Separately, the researchers collected blood samples from the participants and analyzed them for known inflammatory molecules. They found that men with HIV had 14% more of the inflammation marker IL-6, and 22% more sCD163 compared with men who didn’t have HIV. They found these higher levels of inflammation were also associated with more QT variability and arrhythmia risk. As men living with HIV are known to have higher levels of inflammation, the researchers say, this finding could explain how HIV infection and the electrical system of the heart may be connected.

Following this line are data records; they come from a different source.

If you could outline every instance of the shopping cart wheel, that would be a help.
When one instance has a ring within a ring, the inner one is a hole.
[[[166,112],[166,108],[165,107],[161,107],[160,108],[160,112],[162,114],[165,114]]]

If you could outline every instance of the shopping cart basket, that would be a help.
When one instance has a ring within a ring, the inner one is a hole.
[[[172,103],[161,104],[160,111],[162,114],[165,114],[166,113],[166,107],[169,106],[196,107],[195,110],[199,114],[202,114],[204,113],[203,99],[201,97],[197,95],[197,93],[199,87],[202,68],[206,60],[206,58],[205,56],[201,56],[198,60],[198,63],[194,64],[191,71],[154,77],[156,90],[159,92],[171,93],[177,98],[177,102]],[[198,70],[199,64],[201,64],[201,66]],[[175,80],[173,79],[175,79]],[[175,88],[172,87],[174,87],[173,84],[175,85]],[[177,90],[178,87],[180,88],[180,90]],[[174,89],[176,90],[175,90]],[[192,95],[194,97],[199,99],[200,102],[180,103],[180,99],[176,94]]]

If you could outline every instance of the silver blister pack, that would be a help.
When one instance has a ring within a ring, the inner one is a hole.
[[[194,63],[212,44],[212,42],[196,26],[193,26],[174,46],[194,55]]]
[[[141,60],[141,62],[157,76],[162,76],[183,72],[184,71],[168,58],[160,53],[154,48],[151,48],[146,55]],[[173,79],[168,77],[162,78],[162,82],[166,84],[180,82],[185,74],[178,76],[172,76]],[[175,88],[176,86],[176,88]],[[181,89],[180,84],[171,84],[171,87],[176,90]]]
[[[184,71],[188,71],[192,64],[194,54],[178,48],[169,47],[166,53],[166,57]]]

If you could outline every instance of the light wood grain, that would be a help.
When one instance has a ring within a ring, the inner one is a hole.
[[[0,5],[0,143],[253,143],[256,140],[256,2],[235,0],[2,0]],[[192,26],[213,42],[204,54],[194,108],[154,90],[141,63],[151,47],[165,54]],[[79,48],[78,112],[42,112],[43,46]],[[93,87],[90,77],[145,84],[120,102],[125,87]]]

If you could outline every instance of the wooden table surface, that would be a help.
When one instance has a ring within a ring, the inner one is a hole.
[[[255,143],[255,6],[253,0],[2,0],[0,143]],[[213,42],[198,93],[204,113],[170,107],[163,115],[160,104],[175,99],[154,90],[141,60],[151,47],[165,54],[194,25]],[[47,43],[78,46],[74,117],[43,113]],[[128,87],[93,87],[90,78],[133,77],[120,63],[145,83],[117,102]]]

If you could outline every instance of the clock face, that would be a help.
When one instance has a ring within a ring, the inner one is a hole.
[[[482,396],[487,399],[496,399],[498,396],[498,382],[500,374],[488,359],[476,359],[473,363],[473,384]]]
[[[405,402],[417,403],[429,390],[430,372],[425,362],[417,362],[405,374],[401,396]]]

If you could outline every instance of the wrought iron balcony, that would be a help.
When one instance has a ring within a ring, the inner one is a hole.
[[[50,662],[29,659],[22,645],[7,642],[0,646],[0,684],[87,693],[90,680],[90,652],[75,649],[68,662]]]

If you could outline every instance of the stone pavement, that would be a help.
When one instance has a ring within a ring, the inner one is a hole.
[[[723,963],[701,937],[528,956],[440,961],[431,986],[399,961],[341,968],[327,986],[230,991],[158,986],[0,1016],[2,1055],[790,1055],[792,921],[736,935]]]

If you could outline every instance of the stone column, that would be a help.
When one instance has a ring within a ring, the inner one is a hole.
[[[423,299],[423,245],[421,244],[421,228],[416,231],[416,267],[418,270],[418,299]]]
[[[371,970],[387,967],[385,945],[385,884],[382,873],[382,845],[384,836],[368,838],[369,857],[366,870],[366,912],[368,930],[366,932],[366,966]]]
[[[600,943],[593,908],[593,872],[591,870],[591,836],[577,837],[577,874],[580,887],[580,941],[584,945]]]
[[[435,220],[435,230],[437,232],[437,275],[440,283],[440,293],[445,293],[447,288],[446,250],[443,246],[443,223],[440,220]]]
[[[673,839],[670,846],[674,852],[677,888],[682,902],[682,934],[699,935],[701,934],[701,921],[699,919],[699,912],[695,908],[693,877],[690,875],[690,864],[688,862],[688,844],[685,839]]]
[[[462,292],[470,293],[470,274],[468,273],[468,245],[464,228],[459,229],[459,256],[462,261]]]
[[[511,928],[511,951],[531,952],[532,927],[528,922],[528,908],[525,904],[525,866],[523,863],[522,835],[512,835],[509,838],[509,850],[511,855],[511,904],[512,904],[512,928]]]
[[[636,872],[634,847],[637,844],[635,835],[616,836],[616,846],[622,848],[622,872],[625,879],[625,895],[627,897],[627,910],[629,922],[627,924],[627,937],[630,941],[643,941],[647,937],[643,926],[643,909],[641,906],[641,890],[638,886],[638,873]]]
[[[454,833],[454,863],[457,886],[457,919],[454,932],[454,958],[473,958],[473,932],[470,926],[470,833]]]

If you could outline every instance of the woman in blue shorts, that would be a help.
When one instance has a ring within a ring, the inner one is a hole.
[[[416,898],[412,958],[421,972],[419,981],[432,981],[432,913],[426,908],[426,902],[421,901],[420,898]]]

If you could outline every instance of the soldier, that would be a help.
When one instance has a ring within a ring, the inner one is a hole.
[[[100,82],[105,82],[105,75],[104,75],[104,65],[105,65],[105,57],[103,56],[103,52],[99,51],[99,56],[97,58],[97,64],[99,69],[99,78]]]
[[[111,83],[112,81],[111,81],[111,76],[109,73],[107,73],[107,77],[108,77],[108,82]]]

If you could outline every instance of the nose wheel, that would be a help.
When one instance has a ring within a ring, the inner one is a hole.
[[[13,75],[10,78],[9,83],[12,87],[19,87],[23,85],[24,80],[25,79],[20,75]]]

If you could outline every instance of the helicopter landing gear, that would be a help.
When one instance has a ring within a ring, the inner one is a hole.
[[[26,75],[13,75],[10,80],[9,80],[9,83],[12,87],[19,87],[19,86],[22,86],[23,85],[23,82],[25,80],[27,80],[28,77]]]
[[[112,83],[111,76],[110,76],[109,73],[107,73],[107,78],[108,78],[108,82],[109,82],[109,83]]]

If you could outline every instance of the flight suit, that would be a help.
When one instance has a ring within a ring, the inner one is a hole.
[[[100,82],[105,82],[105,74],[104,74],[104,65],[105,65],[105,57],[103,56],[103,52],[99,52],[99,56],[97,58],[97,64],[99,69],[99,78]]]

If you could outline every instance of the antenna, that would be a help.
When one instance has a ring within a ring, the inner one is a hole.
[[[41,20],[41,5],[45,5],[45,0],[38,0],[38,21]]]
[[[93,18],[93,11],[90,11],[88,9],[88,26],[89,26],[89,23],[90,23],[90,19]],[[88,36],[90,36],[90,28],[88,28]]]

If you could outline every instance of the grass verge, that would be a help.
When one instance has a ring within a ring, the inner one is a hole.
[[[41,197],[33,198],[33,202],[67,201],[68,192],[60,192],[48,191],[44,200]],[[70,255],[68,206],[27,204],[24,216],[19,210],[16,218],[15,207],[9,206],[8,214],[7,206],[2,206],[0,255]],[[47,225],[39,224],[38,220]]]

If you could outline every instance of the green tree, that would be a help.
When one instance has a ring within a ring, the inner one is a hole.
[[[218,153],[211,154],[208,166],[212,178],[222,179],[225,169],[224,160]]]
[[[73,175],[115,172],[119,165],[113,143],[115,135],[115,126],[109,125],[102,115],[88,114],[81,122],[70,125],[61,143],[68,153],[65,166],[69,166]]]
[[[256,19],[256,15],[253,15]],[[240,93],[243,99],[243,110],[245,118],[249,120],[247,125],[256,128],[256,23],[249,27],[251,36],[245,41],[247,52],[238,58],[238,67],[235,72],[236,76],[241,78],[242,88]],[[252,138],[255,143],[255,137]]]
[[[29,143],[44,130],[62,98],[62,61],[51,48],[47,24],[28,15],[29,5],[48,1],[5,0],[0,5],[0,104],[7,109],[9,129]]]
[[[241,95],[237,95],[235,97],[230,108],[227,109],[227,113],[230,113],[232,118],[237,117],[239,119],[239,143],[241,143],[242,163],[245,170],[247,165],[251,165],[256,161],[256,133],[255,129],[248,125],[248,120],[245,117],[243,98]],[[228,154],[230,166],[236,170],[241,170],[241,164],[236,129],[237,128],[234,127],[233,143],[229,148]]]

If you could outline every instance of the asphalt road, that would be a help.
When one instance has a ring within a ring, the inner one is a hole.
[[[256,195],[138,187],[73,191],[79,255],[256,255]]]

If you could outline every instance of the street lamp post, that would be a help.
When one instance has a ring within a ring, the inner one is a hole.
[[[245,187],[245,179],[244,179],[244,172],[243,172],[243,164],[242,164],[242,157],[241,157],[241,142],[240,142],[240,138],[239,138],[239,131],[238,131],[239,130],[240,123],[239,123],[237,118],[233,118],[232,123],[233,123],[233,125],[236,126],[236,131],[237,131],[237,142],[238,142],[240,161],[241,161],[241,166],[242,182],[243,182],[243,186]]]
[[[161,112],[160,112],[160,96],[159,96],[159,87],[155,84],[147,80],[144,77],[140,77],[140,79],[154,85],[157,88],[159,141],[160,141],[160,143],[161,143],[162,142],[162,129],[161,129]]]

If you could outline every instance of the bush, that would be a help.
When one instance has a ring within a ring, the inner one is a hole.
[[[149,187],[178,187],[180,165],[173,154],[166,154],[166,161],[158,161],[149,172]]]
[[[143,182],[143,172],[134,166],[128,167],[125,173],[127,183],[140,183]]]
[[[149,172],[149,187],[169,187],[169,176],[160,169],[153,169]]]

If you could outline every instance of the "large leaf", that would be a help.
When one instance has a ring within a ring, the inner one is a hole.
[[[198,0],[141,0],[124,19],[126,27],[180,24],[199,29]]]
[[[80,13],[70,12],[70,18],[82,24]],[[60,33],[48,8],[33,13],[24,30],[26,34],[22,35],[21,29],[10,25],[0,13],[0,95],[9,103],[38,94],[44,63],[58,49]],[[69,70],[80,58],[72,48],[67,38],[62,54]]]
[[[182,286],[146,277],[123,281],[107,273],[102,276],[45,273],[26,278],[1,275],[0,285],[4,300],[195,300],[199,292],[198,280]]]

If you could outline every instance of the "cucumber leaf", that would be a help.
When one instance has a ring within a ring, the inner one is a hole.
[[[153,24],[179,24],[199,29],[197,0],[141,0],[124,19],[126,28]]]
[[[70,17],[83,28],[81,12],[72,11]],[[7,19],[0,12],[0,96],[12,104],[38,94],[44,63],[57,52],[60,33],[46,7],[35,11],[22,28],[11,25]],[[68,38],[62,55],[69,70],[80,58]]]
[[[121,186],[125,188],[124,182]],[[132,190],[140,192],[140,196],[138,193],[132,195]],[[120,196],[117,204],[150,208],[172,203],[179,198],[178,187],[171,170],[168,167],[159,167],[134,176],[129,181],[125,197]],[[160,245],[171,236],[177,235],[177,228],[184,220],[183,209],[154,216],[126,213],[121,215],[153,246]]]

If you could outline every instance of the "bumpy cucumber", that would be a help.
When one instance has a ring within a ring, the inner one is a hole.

“HIV puts people in a state of chronic heightened inflammation and that might be a major contributor to why the heart is prone to abnormal rhythms,” says Heravi. “However, inflammation would only partly explain our findings and our results showed even after adjusting for effects of inflammation, HIV infection was associated with higher QT variability. We think it may be a combination of the virus and the body’s reaction to the virus via inflammation that ultimately contributes to an increased risk of sudden cardiac death.”
Approximately 1.1 million people in the U.S. have HIV infections, according to the U.S. Centers for Disease Control and Prevention.
Other authors on the paper include Lacey Etzkorn, Jacek Urbanek, Ciprian Crainiceanu, Naresh M. Punjabi, Hiroshi Ashikaga, Todd Brown, Gypsyamber D’Souza and Ronald Berger of Johns Hopkins; Matthew Budoff of Harbor UCLA Medical Center; Jared Magnani of University of Pittsburgh; and Frank Palella Jr. of Northwestern University.
This study was supported by the National Institute of Allergy and Infectious Diseases (U01-AI35039, U01-AI35040, U01-AI35041, U01-AI35042, UM1-AI35043), National Heart, Lung, and Blood Institute (RO1-HL095129) and the Johns Hopkins Institute for Clinical and Translational Research/National Center for Advancing Translational Sciences (UL1-TR001079). COI: Brown has served as a consultant to Gilead Sciences, Merck, Theratechnologies and EMD-Serono. Additional disclosures from non-Johns Hopkins authors can be found in the paper.